Abdimajid Sugulle, with the general public hospital in Las-Anod, advised The Related Press on Saturday that greater than 1,080 different folks have been wounded and over 100,000 households have fled the town of Las-Anod since late December. Most civilians have fled, he stated.

The director accused Somaliland forces of destroying the hospital’s laboratory, blood financial institution and affected person ward in mortar assaults. “The Somaliland forces who’re positioned exterior the city have been shelling civilian residents and medical amenities indiscriminately. No single day passes with out shelling and casualties,” he advised the AP by telephone.

Somaliland’s protection ministry has denied shelling the hospital, and the federal government has asserted it has a “steady dedication” to a cease-fire it declared on Feb. 10. “Indiscriminate shelling of civilians is unacceptable and should cease,” the United Nations and worldwide companions warned final month.

Somaliland separated from Somalia three a long time in the past and seeks worldwide recognition as an unbiased nation.

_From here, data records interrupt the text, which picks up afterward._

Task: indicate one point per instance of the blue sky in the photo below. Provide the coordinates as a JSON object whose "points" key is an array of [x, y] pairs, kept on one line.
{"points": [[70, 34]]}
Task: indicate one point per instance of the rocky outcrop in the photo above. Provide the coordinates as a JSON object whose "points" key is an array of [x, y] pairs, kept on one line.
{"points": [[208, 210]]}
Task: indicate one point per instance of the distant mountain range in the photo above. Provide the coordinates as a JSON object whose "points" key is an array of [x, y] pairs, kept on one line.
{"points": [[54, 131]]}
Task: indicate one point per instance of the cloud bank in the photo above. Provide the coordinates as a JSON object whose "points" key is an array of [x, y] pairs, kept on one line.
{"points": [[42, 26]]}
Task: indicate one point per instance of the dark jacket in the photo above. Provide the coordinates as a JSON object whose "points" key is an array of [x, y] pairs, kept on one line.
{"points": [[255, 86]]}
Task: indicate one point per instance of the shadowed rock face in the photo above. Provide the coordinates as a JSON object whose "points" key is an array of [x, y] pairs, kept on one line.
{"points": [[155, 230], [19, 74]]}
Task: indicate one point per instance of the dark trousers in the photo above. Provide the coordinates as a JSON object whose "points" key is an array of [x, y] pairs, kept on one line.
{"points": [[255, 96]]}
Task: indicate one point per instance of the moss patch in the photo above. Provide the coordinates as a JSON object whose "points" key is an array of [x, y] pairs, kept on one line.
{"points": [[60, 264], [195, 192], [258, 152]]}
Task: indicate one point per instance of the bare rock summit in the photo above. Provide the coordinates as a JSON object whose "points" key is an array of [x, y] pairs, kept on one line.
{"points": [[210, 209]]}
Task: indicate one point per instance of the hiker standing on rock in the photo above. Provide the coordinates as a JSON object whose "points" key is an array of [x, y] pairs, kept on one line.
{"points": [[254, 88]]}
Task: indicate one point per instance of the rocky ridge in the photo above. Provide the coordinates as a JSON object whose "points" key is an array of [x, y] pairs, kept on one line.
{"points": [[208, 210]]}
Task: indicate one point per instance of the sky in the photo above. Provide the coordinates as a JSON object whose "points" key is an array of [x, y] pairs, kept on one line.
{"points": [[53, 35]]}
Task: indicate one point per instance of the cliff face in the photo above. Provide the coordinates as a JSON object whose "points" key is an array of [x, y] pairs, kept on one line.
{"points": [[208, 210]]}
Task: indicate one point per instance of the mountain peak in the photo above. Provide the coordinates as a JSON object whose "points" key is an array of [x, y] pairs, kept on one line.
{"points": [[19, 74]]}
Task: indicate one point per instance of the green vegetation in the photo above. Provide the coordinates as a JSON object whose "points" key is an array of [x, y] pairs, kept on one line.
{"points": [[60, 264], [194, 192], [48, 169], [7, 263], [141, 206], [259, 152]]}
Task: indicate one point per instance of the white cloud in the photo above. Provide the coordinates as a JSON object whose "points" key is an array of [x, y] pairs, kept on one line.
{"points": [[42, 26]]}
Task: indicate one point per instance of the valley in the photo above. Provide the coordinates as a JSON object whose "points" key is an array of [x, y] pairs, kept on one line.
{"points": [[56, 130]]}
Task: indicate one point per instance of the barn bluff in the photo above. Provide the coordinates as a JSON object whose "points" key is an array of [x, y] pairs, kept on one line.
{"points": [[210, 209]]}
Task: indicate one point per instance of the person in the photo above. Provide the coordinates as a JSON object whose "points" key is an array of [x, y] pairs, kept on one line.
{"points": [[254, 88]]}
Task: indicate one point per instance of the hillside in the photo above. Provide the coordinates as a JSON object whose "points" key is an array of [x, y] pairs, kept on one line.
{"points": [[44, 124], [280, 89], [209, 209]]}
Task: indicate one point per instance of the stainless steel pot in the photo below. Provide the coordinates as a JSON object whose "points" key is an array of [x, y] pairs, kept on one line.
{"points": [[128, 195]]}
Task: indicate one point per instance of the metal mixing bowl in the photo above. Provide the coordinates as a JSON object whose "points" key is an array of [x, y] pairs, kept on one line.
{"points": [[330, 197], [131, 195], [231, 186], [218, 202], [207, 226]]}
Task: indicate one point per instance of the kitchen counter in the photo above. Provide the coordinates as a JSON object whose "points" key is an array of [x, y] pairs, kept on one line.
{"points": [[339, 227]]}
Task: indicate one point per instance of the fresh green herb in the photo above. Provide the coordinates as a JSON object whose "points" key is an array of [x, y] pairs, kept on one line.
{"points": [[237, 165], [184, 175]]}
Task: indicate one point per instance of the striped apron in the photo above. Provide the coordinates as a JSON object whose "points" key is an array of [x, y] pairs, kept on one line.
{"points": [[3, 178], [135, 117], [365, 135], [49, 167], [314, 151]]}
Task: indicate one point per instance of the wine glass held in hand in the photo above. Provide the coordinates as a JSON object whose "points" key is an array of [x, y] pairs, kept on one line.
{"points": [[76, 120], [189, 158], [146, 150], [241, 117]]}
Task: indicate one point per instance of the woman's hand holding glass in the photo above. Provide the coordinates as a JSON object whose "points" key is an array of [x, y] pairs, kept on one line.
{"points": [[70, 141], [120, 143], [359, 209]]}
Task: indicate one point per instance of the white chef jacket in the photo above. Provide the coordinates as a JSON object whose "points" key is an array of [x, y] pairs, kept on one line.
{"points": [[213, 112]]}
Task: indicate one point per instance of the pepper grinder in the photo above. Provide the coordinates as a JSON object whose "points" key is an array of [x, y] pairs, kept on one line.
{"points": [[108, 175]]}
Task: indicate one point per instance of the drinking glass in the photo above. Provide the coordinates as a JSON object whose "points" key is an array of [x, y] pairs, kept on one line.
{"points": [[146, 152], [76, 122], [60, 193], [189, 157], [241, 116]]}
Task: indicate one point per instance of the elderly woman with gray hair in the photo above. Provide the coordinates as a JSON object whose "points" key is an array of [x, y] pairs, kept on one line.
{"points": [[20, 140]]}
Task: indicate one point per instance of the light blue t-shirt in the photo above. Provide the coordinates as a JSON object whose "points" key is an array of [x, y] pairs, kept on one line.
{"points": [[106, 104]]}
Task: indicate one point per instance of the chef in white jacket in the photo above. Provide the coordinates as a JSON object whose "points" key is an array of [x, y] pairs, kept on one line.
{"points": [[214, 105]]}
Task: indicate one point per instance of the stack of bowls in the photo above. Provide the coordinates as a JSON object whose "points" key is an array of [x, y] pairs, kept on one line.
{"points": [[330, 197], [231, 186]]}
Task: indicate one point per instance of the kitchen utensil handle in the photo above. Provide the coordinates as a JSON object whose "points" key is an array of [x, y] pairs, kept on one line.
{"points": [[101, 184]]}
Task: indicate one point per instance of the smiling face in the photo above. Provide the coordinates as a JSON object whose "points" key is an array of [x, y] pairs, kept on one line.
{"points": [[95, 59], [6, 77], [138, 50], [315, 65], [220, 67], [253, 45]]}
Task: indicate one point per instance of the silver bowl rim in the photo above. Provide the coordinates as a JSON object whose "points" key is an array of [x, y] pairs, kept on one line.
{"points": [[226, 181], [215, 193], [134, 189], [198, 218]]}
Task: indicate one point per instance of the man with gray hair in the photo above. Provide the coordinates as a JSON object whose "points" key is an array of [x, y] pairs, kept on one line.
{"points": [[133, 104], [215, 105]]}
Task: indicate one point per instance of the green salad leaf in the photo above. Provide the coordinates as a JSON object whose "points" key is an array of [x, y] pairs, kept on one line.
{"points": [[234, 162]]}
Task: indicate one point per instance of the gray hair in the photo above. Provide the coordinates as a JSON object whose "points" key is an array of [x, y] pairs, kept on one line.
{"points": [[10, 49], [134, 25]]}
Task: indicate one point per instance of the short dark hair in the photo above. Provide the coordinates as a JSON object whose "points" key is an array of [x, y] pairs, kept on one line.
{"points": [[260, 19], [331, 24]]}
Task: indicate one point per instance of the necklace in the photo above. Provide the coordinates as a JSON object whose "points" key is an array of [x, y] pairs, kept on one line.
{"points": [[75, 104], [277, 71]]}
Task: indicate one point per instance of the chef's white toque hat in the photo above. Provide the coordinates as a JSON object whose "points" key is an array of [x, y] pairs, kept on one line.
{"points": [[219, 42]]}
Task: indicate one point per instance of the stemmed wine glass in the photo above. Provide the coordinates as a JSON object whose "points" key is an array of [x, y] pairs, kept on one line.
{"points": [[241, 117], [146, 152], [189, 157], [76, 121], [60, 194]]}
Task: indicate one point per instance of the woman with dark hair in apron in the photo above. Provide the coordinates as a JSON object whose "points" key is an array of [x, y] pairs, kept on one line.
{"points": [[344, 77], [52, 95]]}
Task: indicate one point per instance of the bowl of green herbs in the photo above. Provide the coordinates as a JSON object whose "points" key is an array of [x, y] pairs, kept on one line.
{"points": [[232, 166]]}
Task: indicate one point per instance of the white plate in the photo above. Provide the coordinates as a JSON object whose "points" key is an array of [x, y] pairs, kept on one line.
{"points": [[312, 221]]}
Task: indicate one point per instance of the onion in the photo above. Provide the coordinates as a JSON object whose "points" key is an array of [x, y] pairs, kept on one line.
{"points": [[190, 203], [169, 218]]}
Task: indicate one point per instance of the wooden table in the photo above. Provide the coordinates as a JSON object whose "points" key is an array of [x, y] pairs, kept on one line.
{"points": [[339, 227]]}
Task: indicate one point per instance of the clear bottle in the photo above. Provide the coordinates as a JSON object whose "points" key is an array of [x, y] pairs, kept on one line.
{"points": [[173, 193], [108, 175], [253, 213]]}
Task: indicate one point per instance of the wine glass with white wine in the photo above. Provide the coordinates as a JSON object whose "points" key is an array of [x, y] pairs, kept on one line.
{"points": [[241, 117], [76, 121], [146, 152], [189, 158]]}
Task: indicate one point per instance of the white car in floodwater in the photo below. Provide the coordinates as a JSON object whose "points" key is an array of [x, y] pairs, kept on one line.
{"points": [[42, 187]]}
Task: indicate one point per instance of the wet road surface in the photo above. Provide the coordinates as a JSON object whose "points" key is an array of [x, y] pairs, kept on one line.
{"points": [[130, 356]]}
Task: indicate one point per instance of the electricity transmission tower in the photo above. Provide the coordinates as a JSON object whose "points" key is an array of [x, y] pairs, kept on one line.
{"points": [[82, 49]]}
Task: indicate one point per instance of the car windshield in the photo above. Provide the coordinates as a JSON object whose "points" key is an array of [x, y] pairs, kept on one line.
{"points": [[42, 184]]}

Somaliland and the Somali state of Puntland have disputed Las-Anod for years, however the japanese metropolis has been underneath Somaliland’s management.

The U.N. mission in Somalia and the U.N. human rights workplace had stated the violence in Las-Anod killed at the very least 80 folks between Dec. 28 and Feb. 28 and greater than 450 noncombatants have been wounded, together with medical personnel. The U.N. has referred to as for respect for medical employees and unhindered humanitarian entry.

The battle in Las-Anod started when an unidentified gunman killed a preferred younger politician in Somaliland’s opposition get together as he left a mosque. Protests adopted towards Somaliland officers and forces within the metropolis.

Somaliland’s authorities has blamed the unrest on fighters with “anti-peace teams and terrorism” and alleged that the al-Shabab extremist group, affiliated with al-Qaida, has supported some assaults.